Mark Rae, Managing Director at Brandhouse

Last Autumn I had the opportunity to visit Oman with my family at half term. I have lived in Kuwait but never had the chance to go to Oman, a country that I have always wanted to visit since I had heard about it being a desert with arid mountains, a unique culture and very different to the other Arab states.

After a comfortable 7-hour night flight we arrived in Muscat and stood in the passport queue, half asleep but full of anticipation and excitement of being somewhere new.

The airport had a wonderfully calm air with the Omani immigration officials systemically scrutinising passports. As we neared the front of the queue I quietly asked my son if he had his passport ready. Having reached 16, I felt he should be accountable for his own destiny and was rather glad at long last not to be in charge of everything.

After much rummaging in pockets he shot me the look I didn’t want to see, and I knew in a flash he’d lost it. My thoughts went straight to spending our precious week of sun and new adventures stuck in the British Embassy trying to get in and out of the country. We then went through the embarrassment of all three of us searching in pockets and going through all the hand luggage whilst all the travellers in the airport smugly stepped around us. Nothing. We then started an interrogation of where it could be and grasped on to the slim chance it might be on the plane.

At this point I commandeered an official who quickly ushered us to a seating area to wait while he radioed the plane to check our seats. He said, “Don’t worry, all will be fine”. After much restless waiting, he returned and said triumphantly that it was in the airline seat pocket and that we would be reunited with it shortly. Relief and happiness enveloped us instantly.
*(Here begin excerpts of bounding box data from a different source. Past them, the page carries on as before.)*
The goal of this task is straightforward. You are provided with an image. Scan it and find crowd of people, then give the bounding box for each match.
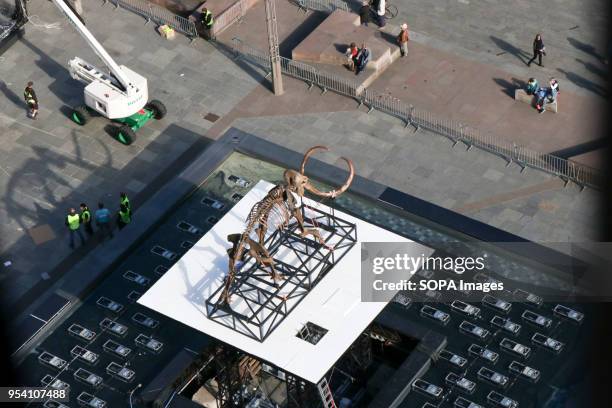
[525,78,559,113]
[65,192,132,249]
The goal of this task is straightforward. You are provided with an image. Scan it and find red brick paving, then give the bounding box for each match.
[370,42,605,165]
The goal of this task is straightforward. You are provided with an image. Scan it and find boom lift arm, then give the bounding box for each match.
[52,0,138,96]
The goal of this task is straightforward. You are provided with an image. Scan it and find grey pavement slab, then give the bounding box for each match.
[228,106,600,243]
[0,0,257,304]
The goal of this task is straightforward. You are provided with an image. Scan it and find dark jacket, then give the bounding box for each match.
[359,4,370,24]
[533,38,544,54]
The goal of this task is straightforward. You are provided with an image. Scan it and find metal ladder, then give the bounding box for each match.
[317,377,337,408]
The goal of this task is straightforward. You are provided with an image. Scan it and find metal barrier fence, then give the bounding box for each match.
[104,0,198,40]
[292,0,350,13]
[212,0,247,35]
[232,38,604,189]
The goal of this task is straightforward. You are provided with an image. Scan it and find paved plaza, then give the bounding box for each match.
[0,0,605,318]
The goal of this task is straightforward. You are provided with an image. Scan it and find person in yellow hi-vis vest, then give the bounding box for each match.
[66,208,85,249]
[202,7,215,40]
[117,204,132,229]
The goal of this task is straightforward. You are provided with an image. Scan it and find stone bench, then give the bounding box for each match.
[514,88,559,113]
[291,9,399,72]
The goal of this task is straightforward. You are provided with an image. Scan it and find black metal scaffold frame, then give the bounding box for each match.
[206,205,357,342]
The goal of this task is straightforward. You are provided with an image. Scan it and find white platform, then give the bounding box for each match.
[138,181,420,383]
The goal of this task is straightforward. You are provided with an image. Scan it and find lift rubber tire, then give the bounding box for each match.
[70,106,91,126]
[145,99,167,120]
[116,125,136,145]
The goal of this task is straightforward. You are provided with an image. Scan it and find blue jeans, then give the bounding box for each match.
[68,228,85,248]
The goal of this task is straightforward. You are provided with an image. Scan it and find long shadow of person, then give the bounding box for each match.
[489,35,531,65]
[557,68,609,99]
[0,81,25,109]
[493,78,527,99]
[567,37,605,63]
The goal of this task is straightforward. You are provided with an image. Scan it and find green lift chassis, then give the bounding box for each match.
[70,99,166,145]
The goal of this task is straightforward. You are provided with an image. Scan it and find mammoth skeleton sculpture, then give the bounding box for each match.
[220,146,355,305]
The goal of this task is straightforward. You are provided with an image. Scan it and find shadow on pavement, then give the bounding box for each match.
[567,37,605,63]
[557,68,608,99]
[20,38,84,105]
[576,58,609,79]
[550,138,610,159]
[278,11,330,58]
[493,78,527,99]
[489,35,531,65]
[0,81,26,110]
[0,124,211,316]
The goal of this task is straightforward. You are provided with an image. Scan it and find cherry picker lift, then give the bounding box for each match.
[52,0,166,145]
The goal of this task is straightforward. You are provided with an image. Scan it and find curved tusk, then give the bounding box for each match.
[304,157,355,198]
[300,145,329,175]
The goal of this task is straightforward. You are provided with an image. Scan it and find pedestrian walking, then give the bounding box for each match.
[117,204,132,230]
[359,0,370,27]
[201,7,215,40]
[94,203,113,240]
[527,33,546,67]
[355,43,372,75]
[81,203,93,237]
[66,208,85,249]
[397,23,410,57]
[376,0,387,28]
[344,43,359,72]
[525,78,539,95]
[119,192,132,211]
[23,81,38,119]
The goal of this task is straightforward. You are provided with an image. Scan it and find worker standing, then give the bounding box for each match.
[81,203,93,237]
[94,203,113,240]
[117,204,132,229]
[66,208,85,249]
[202,7,215,40]
[119,192,132,215]
[23,81,38,119]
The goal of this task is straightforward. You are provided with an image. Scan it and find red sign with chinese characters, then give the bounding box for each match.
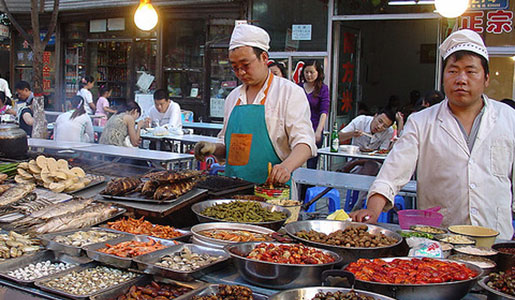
[460,10,513,34]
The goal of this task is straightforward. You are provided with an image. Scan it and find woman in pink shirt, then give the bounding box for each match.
[95,85,116,126]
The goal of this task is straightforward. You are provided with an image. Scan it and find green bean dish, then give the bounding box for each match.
[200,201,286,223]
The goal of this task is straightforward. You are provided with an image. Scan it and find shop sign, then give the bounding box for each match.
[43,51,52,92]
[0,24,9,38]
[291,24,311,41]
[336,32,356,116]
[460,10,513,34]
[470,0,510,10]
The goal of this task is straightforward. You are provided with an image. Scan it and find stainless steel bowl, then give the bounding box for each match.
[191,222,275,249]
[268,286,394,300]
[478,276,515,300]
[224,242,341,289]
[343,257,483,300]
[284,220,402,264]
[191,199,291,230]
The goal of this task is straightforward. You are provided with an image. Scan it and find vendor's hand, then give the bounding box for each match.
[352,129,363,137]
[266,163,291,184]
[195,142,216,161]
[315,132,322,144]
[349,209,379,223]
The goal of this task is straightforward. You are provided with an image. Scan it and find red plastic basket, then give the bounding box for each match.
[397,207,443,229]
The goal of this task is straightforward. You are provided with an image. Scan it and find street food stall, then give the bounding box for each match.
[0,134,515,300]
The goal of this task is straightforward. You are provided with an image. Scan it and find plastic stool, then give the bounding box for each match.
[304,186,340,214]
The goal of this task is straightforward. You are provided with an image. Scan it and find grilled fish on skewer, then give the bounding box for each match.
[102,177,141,196]
[29,203,118,234]
[0,184,36,206]
[154,180,196,200]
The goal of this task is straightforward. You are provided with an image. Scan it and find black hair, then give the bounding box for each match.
[424,90,445,106]
[117,101,141,115]
[377,107,395,124]
[14,80,30,91]
[154,89,170,101]
[98,84,112,97]
[300,60,325,98]
[70,95,86,120]
[442,50,490,79]
[268,61,287,78]
[501,98,515,109]
[79,76,95,90]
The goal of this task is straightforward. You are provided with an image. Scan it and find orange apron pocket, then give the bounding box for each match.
[227,133,252,166]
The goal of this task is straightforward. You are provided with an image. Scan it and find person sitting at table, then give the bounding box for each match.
[14,81,34,137]
[147,89,182,133]
[98,101,148,147]
[95,85,116,127]
[54,95,94,143]
[351,29,515,239]
[338,108,403,210]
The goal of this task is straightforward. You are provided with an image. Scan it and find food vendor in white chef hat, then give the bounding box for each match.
[351,29,515,239]
[195,24,317,184]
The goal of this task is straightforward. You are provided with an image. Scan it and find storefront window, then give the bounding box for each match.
[252,0,327,51]
[485,56,515,100]
[334,0,435,15]
[163,20,206,100]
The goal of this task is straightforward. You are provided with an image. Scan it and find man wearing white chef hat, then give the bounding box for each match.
[195,24,317,184]
[352,29,515,239]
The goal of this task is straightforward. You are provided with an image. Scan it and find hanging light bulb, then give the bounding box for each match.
[435,0,469,18]
[134,0,158,31]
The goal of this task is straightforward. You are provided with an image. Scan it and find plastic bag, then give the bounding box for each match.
[406,237,444,258]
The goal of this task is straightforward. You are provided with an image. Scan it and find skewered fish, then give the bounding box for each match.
[29,203,118,234]
[154,180,196,200]
[141,180,159,197]
[0,184,36,206]
[148,170,202,182]
[12,198,94,227]
[102,177,141,196]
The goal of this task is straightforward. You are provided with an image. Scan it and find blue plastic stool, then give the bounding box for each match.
[304,186,340,214]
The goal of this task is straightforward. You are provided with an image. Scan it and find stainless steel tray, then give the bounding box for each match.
[83,235,177,269]
[100,187,202,204]
[182,284,268,300]
[100,224,191,242]
[134,244,230,281]
[268,286,394,300]
[191,222,275,249]
[0,250,86,285]
[41,227,130,256]
[34,263,143,300]
[91,275,208,300]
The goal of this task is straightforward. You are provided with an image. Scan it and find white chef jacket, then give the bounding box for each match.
[340,116,393,150]
[368,95,515,239]
[148,100,182,130]
[54,110,95,143]
[218,73,317,161]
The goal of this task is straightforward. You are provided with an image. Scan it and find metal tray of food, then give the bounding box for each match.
[34,263,143,300]
[90,275,208,300]
[41,227,130,256]
[181,284,268,300]
[68,173,106,195]
[99,224,192,242]
[0,250,86,285]
[268,286,394,300]
[134,244,230,281]
[191,222,275,249]
[83,235,178,269]
[478,276,515,300]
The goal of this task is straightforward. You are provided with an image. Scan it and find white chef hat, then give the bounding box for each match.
[440,29,488,61]
[229,24,270,51]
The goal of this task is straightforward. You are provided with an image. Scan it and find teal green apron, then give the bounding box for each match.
[225,73,282,184]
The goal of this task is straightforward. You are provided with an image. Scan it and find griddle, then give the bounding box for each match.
[197,175,254,197]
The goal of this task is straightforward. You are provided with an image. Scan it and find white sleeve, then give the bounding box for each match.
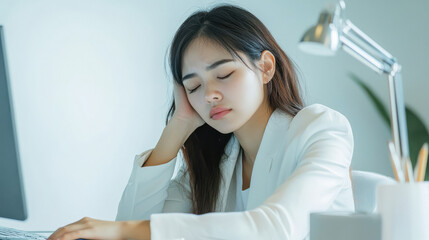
[150,108,353,240]
[116,149,191,221]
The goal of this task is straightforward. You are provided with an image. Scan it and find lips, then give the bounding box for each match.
[210,107,231,118]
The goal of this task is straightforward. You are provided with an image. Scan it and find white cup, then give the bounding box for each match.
[377,182,429,240]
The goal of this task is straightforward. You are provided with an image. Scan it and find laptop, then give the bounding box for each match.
[0,26,50,240]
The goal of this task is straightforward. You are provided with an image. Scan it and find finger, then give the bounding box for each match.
[48,218,86,240]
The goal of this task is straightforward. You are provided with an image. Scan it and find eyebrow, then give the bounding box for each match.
[182,59,234,82]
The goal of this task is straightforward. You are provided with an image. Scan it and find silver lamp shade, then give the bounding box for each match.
[298,11,340,56]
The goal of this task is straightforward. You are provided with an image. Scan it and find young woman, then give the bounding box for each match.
[49,5,354,240]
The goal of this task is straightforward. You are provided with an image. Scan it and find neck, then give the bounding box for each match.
[234,100,274,166]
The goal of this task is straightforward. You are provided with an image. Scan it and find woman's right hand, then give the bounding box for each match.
[173,80,205,131]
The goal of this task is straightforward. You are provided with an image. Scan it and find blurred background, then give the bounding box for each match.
[0,0,429,230]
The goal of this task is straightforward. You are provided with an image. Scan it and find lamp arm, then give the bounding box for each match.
[341,19,396,66]
[340,35,390,74]
[334,19,410,166]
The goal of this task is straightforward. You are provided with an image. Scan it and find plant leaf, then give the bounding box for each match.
[349,73,429,181]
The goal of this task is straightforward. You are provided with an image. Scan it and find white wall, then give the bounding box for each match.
[0,0,429,230]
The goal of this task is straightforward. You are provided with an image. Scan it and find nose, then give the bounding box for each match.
[205,83,222,103]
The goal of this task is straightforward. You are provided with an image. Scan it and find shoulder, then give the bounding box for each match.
[289,104,352,137]
[288,104,354,157]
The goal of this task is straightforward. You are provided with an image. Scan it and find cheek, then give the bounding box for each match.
[188,93,203,115]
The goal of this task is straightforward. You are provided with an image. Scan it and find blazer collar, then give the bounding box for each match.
[217,109,292,211]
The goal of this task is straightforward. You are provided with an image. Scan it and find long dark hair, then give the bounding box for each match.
[166,5,303,214]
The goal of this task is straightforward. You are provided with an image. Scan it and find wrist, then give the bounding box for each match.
[120,220,150,240]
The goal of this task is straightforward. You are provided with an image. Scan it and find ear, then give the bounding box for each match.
[259,50,276,84]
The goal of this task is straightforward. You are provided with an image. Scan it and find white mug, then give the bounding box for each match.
[377,182,429,240]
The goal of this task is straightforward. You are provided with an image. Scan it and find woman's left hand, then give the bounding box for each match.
[48,217,125,240]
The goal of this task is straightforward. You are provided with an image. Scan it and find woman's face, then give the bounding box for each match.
[182,38,265,134]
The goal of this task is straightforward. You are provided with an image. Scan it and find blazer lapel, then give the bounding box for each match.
[246,109,292,210]
[216,135,240,212]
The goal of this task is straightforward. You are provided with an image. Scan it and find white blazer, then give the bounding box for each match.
[116,104,354,240]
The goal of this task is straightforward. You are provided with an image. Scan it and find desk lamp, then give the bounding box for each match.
[299,0,409,178]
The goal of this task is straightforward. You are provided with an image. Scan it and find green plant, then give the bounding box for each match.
[349,73,429,181]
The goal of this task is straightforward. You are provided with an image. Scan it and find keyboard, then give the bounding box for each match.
[0,227,47,240]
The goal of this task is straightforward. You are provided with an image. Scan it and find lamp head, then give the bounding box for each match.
[298,1,344,56]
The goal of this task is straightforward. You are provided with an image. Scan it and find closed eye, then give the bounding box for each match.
[189,71,235,94]
[218,71,235,79]
[189,85,200,93]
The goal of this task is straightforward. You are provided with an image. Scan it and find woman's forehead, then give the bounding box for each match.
[182,37,234,70]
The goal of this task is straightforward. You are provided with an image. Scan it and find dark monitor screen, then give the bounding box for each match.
[0,26,27,220]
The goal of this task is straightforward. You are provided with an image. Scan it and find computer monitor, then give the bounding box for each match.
[0,26,27,220]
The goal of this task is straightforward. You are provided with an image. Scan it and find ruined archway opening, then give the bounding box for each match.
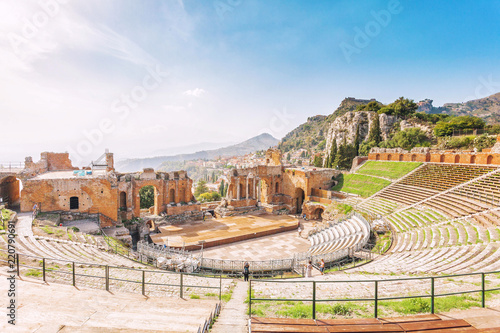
[69,197,80,209]
[139,185,156,209]
[0,176,22,209]
[295,188,305,214]
[120,192,127,210]
[313,207,325,220]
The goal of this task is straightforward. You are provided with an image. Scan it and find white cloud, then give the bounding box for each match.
[183,88,206,97]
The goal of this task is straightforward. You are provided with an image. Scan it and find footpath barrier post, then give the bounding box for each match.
[16,253,21,276]
[142,270,146,296]
[219,274,222,301]
[248,280,252,317]
[431,277,434,314]
[481,273,486,308]
[42,258,45,282]
[180,273,184,298]
[313,281,316,319]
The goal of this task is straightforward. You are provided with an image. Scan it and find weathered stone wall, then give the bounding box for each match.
[0,176,20,205]
[368,148,500,165]
[324,111,398,165]
[21,178,118,221]
[21,153,201,225]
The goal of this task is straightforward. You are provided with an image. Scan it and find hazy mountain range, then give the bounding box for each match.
[115,133,279,172]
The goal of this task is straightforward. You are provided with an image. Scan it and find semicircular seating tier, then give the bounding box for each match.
[308,215,370,255]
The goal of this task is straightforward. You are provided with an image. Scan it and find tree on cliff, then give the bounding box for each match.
[194,180,209,200]
[139,185,155,209]
[313,154,323,168]
[356,101,382,112]
[378,97,418,118]
[219,179,224,197]
[325,138,337,168]
[368,114,382,145]
[354,124,362,156]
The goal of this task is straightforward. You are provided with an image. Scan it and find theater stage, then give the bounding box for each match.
[151,214,299,251]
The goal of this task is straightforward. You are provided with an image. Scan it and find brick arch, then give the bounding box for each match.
[0,176,21,205]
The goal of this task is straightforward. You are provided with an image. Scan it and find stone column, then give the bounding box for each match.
[245,176,248,200]
[235,178,241,200]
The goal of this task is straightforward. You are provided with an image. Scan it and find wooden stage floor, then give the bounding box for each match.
[151,214,299,251]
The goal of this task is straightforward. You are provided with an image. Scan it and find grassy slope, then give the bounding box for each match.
[357,161,422,179]
[332,174,391,198]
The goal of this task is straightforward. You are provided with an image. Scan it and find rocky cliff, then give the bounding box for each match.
[417,93,500,124]
[325,111,399,156]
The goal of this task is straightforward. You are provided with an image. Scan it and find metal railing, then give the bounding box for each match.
[0,249,222,300]
[137,212,371,277]
[0,162,24,172]
[248,271,500,319]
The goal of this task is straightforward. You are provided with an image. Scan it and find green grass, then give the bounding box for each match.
[357,161,422,179]
[24,269,43,277]
[332,174,391,198]
[379,295,480,314]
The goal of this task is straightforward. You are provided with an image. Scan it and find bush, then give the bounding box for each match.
[198,191,221,202]
[380,128,430,150]
[473,134,497,151]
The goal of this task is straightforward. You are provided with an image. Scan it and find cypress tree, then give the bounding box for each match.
[354,124,359,156]
[327,138,338,168]
[368,113,382,145]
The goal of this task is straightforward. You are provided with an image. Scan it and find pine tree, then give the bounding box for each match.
[327,138,338,168]
[219,179,224,197]
[354,125,359,156]
[368,114,382,145]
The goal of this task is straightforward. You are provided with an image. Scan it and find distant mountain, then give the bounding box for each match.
[278,97,380,152]
[417,93,500,124]
[115,133,279,172]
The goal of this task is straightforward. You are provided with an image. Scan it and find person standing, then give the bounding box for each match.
[306,260,313,277]
[243,261,250,281]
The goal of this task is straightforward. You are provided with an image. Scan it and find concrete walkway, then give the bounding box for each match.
[210,281,248,333]
[16,213,33,237]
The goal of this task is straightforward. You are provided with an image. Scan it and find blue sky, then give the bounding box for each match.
[0,0,500,165]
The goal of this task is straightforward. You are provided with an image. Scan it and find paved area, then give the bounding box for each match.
[438,306,500,328]
[16,213,33,237]
[211,281,248,333]
[63,220,100,234]
[151,214,297,247]
[0,270,217,332]
[196,220,315,260]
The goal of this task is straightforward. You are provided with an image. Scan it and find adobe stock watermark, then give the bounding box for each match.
[7,0,68,58]
[66,65,169,164]
[464,74,500,102]
[214,0,243,21]
[261,108,295,137]
[339,0,403,63]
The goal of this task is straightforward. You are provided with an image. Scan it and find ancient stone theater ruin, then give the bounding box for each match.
[1,149,339,227]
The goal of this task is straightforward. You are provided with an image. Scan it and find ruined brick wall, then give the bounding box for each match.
[22,152,78,179]
[21,178,118,221]
[368,148,500,165]
[0,176,20,205]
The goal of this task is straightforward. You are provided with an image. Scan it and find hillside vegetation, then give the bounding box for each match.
[357,161,422,179]
[332,173,391,198]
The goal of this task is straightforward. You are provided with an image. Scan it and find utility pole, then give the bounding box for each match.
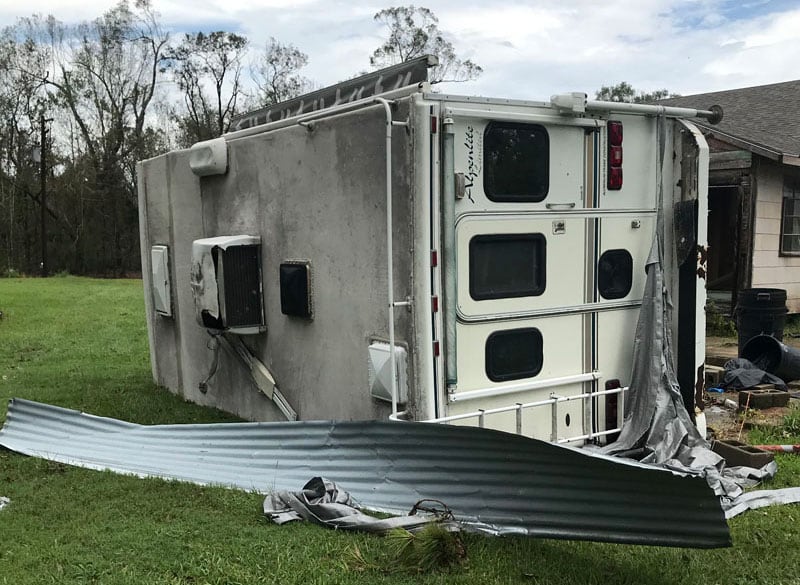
[39,115,52,276]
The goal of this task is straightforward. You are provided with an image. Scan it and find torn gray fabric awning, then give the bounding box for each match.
[0,399,730,548]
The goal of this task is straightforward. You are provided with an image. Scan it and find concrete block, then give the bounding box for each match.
[711,440,775,469]
[739,384,789,410]
[705,364,725,388]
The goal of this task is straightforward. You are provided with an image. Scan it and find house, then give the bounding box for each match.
[659,80,800,313]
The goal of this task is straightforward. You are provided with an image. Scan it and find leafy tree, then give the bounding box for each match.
[168,31,248,145]
[252,37,312,107]
[595,81,680,104]
[369,5,483,83]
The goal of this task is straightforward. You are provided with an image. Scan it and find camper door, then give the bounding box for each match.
[442,104,655,442]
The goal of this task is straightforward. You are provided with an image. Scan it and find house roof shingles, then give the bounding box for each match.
[658,80,800,158]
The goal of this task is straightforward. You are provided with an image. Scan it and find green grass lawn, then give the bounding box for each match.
[0,277,800,585]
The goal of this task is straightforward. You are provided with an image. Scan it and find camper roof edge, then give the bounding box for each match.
[216,81,430,142]
[586,101,722,124]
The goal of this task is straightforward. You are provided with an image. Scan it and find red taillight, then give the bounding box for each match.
[608,146,622,167]
[606,122,622,191]
[608,167,622,191]
[606,122,622,146]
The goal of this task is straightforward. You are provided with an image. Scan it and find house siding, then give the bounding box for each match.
[752,157,800,313]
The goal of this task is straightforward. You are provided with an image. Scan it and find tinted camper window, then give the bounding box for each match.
[483,122,550,203]
[486,327,542,382]
[469,234,547,301]
[597,250,633,299]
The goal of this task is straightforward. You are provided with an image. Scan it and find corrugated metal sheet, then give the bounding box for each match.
[0,399,730,548]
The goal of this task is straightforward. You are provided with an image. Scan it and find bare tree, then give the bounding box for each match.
[595,81,679,104]
[252,37,312,107]
[5,0,167,272]
[168,31,248,144]
[369,5,483,83]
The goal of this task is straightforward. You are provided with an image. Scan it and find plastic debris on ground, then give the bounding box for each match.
[264,477,460,534]
[0,399,730,548]
[600,230,800,518]
[721,358,786,390]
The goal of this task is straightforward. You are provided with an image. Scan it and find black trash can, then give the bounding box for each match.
[741,335,800,382]
[736,288,788,357]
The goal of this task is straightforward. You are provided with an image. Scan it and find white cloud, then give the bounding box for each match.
[0,0,800,99]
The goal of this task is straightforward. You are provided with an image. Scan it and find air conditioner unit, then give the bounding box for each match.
[191,235,265,335]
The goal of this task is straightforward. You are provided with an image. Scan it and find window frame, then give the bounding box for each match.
[483,120,550,203]
[468,232,547,301]
[778,173,800,258]
[483,327,544,382]
[597,248,633,301]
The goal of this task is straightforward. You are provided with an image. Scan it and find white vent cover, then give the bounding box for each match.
[367,341,408,404]
[150,246,172,317]
[189,138,228,177]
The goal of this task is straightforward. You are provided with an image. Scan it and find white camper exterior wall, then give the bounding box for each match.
[139,89,707,439]
[751,157,800,313]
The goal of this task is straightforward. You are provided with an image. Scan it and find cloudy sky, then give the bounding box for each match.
[0,0,800,99]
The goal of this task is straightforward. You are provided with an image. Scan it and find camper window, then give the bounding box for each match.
[469,234,547,301]
[486,327,542,382]
[597,250,633,299]
[483,122,550,203]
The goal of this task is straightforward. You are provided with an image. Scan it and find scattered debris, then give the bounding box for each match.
[753,445,800,453]
[711,440,775,468]
[345,524,467,574]
[0,399,730,548]
[720,358,786,390]
[264,477,450,534]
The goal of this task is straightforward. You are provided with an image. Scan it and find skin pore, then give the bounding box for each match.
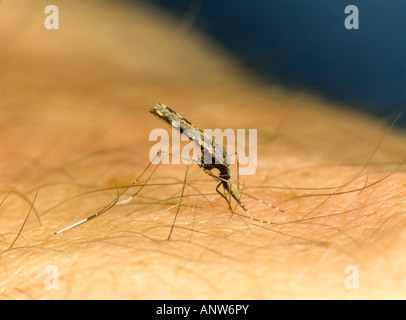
[0,0,406,299]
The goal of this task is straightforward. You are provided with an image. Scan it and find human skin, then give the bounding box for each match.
[0,0,406,299]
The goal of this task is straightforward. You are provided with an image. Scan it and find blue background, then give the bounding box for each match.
[140,0,406,126]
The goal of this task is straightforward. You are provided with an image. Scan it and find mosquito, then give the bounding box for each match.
[53,103,284,236]
[150,103,248,213]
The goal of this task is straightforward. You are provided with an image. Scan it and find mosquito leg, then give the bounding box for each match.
[167,166,189,240]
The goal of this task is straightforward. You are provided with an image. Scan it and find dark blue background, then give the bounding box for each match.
[142,0,406,126]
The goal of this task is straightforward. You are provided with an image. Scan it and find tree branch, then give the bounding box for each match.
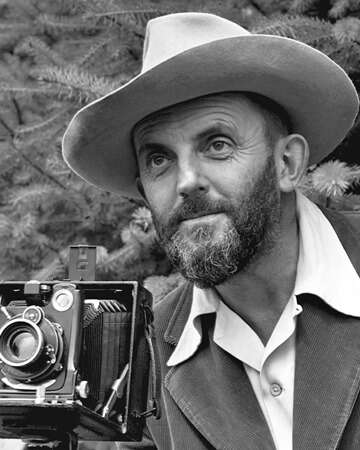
[8,140,67,190]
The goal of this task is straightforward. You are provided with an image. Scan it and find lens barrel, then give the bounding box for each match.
[0,306,64,383]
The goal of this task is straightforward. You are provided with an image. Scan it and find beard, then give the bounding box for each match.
[153,156,280,288]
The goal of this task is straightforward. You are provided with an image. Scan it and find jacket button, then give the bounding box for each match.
[270,383,282,397]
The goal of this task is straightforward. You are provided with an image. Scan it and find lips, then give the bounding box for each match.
[181,211,222,222]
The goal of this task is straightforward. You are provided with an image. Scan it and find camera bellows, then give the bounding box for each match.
[80,300,131,409]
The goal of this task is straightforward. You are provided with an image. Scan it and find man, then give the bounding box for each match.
[63,13,360,450]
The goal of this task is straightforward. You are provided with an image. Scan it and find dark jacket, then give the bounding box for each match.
[102,212,360,450]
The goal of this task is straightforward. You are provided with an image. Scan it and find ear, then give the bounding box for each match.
[275,134,309,192]
[135,177,148,206]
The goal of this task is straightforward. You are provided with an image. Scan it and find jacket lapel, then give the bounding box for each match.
[293,211,360,450]
[165,286,275,450]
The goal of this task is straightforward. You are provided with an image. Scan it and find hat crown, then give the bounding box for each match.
[141,13,250,72]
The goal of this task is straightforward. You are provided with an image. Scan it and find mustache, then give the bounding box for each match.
[158,194,231,238]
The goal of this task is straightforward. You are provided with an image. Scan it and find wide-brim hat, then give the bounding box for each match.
[63,13,359,197]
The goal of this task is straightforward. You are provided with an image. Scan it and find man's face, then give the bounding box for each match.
[134,94,280,287]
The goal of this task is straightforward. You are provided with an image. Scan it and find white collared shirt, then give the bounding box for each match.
[167,192,360,450]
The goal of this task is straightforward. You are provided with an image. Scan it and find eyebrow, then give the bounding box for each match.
[136,122,239,157]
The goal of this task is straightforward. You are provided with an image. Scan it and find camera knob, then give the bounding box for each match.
[75,380,90,398]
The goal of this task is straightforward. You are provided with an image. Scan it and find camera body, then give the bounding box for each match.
[0,281,152,441]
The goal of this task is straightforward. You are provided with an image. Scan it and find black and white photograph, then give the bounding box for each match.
[0,0,360,450]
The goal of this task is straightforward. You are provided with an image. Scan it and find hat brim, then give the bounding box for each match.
[63,35,358,198]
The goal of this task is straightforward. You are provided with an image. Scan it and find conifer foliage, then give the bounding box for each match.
[0,0,360,286]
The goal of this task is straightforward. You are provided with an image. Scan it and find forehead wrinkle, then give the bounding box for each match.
[133,92,264,147]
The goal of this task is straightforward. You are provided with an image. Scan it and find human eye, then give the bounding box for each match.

You might think that’s the end of the story, but far from it. The Omani airport authorities saw this as an opportunity to turn our negative introduction to their country into something special. We were assigned an ambassador to take care of us from then on in. We were charmingly introduced. We and our cabin bags and were fast-tracked through all the queues to a remote passport control desk, and accompanied all the way to the baggage hall, hearing about all the fascinating places we should see. Our new friend then waited with us for the bags, loaded them all onto a trolley and then proceeded to find us a taxi and instruct the driver to take us safely to our hotel. All of this was done with an air of inner peace, respectful charm and patience (something we encountered frequently in the Omani people). This made us feel supremely welcome, erasing all the initial stress of our arrival forever. Well done Oman and Muscat airport.

Having thought about this simple story, it struck me that so much of our perceptions and experiences are influenced by the smaller gestures, going the extra mile, and by un-expected moments of delight that can be offered by people. The marketing and branding community spends so much time thinking about how brands can exploit our multi-channel digital world that the human touch is often ignored. We must seek to wire this back in where it is appropriate as it engages us emotionally and is immensely powerful in persuading us to come back and stay loyal.

5 interesting facts about Oman

  1. The Sultan of Oman – Sultan Qaboos Bin Said – is the longest-serving ruler in the Middle East. He is the person behind the modernisation of Oman. He took control of the Sultanate of Oman in 1970. He has yet to name his successor.
  2. Trade of fish, dates and some agricultural products along with tourism form a significant portion of the economy of Oman. Whereas its neighbours (United Arab Emirates, Saudi Arabia and Yemen) are solely oil-dependent economies.
  3. Oman is also one of the oldest human-inhabited places on the planet. It is estimated that humans have been living in the country for at least 106,000 years and it is one of the safest places to live with virtually no crime.
  4. Oman has 2,000 km of coastline with spectacular beaches and a diverse landscape of deserts, mountains and oases, hence the expansion of Muscat airport to handle a capacity of 48m. There were no hotels there before 1970, now there is a stunning choice.
  5. Mountain Dew is the top selling beverage brand there. Pepsi is much more popular than Coca Cola.